Gianluca Turchetta

Personal information
- Date of birth: 29 May 1991 (age 35)
- Place of birth: Ravenna, Italy
- Height: 1.77 m (5 ft 10 in)
- Positions: Left winger; forward;

Team information
- Current team: Tre Penne
- Number: 27

Youth career
- Cesena

Senior career*
- Years: Team / Apps / (Gls)
- 2010–2014: Cesena / 1 / (0)
- 2010–2012: → Bellaria (loan) / 41 / (5)
- 2013–2014: → Südtirol (loan) / 28 / (3)
- 2014–2015: Parma / 0 / (0)
- 2014–2015: → Matera (loan) / 8 / (0)
- 2015: → Barletta (loan) / 14 / (3)
- 2015–2016: Forlì / 25 / (4)
- 2016–2017: Maceratese / 32 / (3)
- 2017–2018: Lecce / 0 / (0)
- 2017–2018: → Casertana (loan) / 35 / (8)
- 2018–2021: Südtirol / 63 / (7)
- 2021: → Casertana (loan) / 17 / (4)
- 2021–2022: Imolese / 18 / (4)
- 2022: Foggia / 13 / (3)
- 2022–2024: Casertana / 37 / (4)
- 2024–2025: Mestre / 33 / (6)
- 2025–: Tre Penne / 21 / (3)

= Gianluca Turchetta =

Italian footballer

Gianluca Turchetta (born 25 May 1991) is an Italian professional footballer who plays as a left winger or forward for Tre Penne.

==Career==
===Cesena===
Born in Ravenna, Romagna, Turchetta started his career at Romagnol club Cesena. He spent 2 seasons in the minor club of the region, Bellaria from 2010 to 2012. Turchetta had a total of 41 appearances in Lega Pro Seconda Divisione for the club. He was suspended once (on 22 April) due to transfer agent irregularity.

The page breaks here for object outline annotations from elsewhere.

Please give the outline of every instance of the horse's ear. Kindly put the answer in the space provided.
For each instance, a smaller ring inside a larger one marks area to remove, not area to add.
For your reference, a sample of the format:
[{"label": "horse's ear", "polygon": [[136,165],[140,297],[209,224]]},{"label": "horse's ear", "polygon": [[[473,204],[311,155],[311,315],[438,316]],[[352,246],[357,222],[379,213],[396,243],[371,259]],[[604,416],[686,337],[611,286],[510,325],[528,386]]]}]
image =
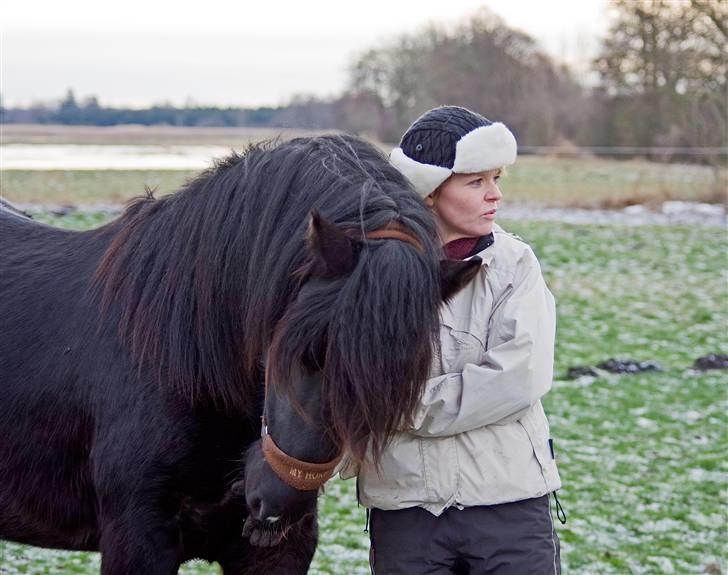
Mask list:
[{"label": "horse's ear", "polygon": [[478,273],[482,260],[471,258],[466,261],[440,261],[440,287],[442,301],[448,301],[463,289]]},{"label": "horse's ear", "polygon": [[359,240],[347,236],[316,210],[311,212],[308,246],[321,264],[323,274],[333,277],[350,274],[359,261],[361,251]]}]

In July 2012, Turchetta was included in Cesena's pre-season camp. Turchetta was awarded no.18 shirt of the first team. Turchetta made his Serie B debut on 1 September 2012, against Vicenza. On 31 January 2013, he was signed by Lega Pro Prima Divisione club South Tyrol (Südtirol, Alto Adige). On 3 July 2013, the temporary deal was renewed. The club failed to win the promotion playoffs to Serie B, while Cesena won the promotion playoffs to Serie A.

===Parma===
On 30 June 2014, the last day of 2013–14 financial year, Ravaglia, Turchetta and Lolli were sold to fellow Serie A club Parma for a total of €5 million, with Cascione, Traoré and Crialese moved to opposite direction, also for €5 million. Turchetta signed a three-year contract.

Turchetta left for Matera in a temporary deal in the same transfer window. On 20 January 2015, he was signed by Barletta, also in a temporary deal. On 25 June Turchetta became a free agent after the bankruptcy of Parma.

===Return to Casertana===
On 31 December 2020 he returned to Casertana on loan.

===Imolese===
On 19 August 2021, he joined Imolese.

===Foggia===
On 28 January 2022, he signed with Foggia.

===Second return to Casertana===
On 22 July 2022, Turchetta returned to Casertana once more, now in Serie D.